Es gibt da etwas, worüber ich mir gerade so meine Gedanken mache. Ich habe im November eine neue Arbeitsstelle angetreten und komme mit den meisten Kollegen bestens aus. Die meisten Männer bei uns sind glücklich in erster Ehe verheiratet, haben 2-3 Kinder und führen das klassische Familienleben. Nach ein paar Wochen bin ich mit einem Kollegen in die Kantine essen gegangen, der mir sehr viel über sein Privatleben erzählt hat, welches sich doch stark von den anderen Männern bei uns unterscheidet. Hier die wichtigsten Daten:
- Anfang 50
- 3x geschieden, 6 Kinder, 2 Enkel
- hatte zwischen den Ehen mehrere Beziehungen, die alle destruktiv waren und ein für ihn schmerzhaftes Ende hatten
- seit 2 Jahren in einer festen Beziehung mit einer Arbeitskollegin
- ausgefallene Hobbys, ist u. a. Sänger einer Freizeit-Band
- sieht für einen Mann seines Alters verdammt gut aus
Als er mir das alles erzählte, hörte ich zu und sagte nicht großartig viel, dachte mir aber meinen Teil: Für mich war der Mann ein ganz klarer Fall von BA. Ich hielt ihn für einen notorischen Fremdgänger, der die Herausforderung liebt und keine echte Nähe zulassen kann. Inzwischen kenne ich ihn etwas besser. Wir gehen öfters essen, sowohl mit anderen Kollegen als auch zu zweit. Und wir unterhalten uns auch mal außerhalb der Pausen, wenn es die Zeit erlaubt. Mittlerweile habe ich einen völlig anderen Eindruck von ihm. Ich habe gar nicht mehr das Gefühl, dass mein Kollege vor Frauen und Verbindlichkeiten wegläuft. Mein Eindruck besagt, dass mein Kollege Probleme mit Beziehungen hat, weil er sich nicht durchsetzen kann und die Frauen im Laufe der Zeit den Respekt vor ihm verlieren. Die anderen Kollegen erwähnen immer mal wieder, dass er "zu nett" sei und sich nicht richtig abgrenzen könne. Seine jetzige Partnerin kenne ich auch und verstehe mich super mit ihr. Die Frau ist absolut kein bösartiger Drachen, die ist echt lieb, aber wenn man die Beiden zusammen sieht oder sich mit einem Teil des Paares unterhält, merkt man schnell, dass sie ganz klar die Hosen an hat.
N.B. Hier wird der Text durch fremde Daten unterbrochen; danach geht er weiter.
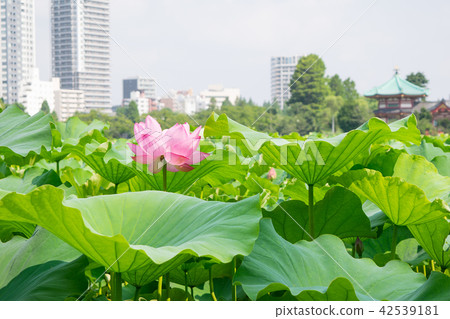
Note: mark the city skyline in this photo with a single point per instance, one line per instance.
(171, 42)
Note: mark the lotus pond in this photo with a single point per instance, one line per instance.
(221, 212)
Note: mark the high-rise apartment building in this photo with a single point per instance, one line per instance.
(282, 69)
(81, 49)
(17, 47)
(143, 85)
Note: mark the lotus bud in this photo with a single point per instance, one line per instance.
(272, 174)
(359, 247)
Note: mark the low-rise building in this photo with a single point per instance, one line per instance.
(34, 92)
(142, 101)
(396, 98)
(220, 94)
(68, 102)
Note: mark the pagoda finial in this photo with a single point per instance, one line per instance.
(396, 69)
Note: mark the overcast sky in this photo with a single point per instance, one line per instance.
(190, 44)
Dieser Kollege kommt mit den meisten Leuten in seiner Abteilung gut aus, aber unser Chef respektiert ihn nicht und macht ihn ständig zur Schnecke. Und der Kunde, den er betreut, tanzt ihm ebenfalls auf der Nase rum. Selbst gegen seine jüngsten beiden Kinder (die noch nicht schulpflichtig sind) kann er sich nicht richtig durchsetzen. Ich weiß, dass mein Kollege sich schon immer ein intaktes Familienleben mit Frau und Kindern gewünscht hat, welches für immer hält. Er war nie ein Macho oder Aufreißertyp. Seine Eltern haben ihn geliebt, waren aber sehr streng. Seine Erziehung basierte hauptsächlich auf Gehorsam, er hat in seinem Elternhaus nicht gelernt, sich durchzusetzen.
Ich erkenne starke Parallelen zwischen seinem und meinem Leben, obwohl ich noch nie verheiratet war und keine Kinder habe. Und jetzt frage ich mich, ob ich vielleicht doch nicht sooooo bindungsängstlich bin wie ich dachte und es bei mir in erster Linie deswegen nicht klappt, weil ich auch kein so gutes Durchsetzungsvermögen habe... oder gibt es doch eine Verbindung zur BA?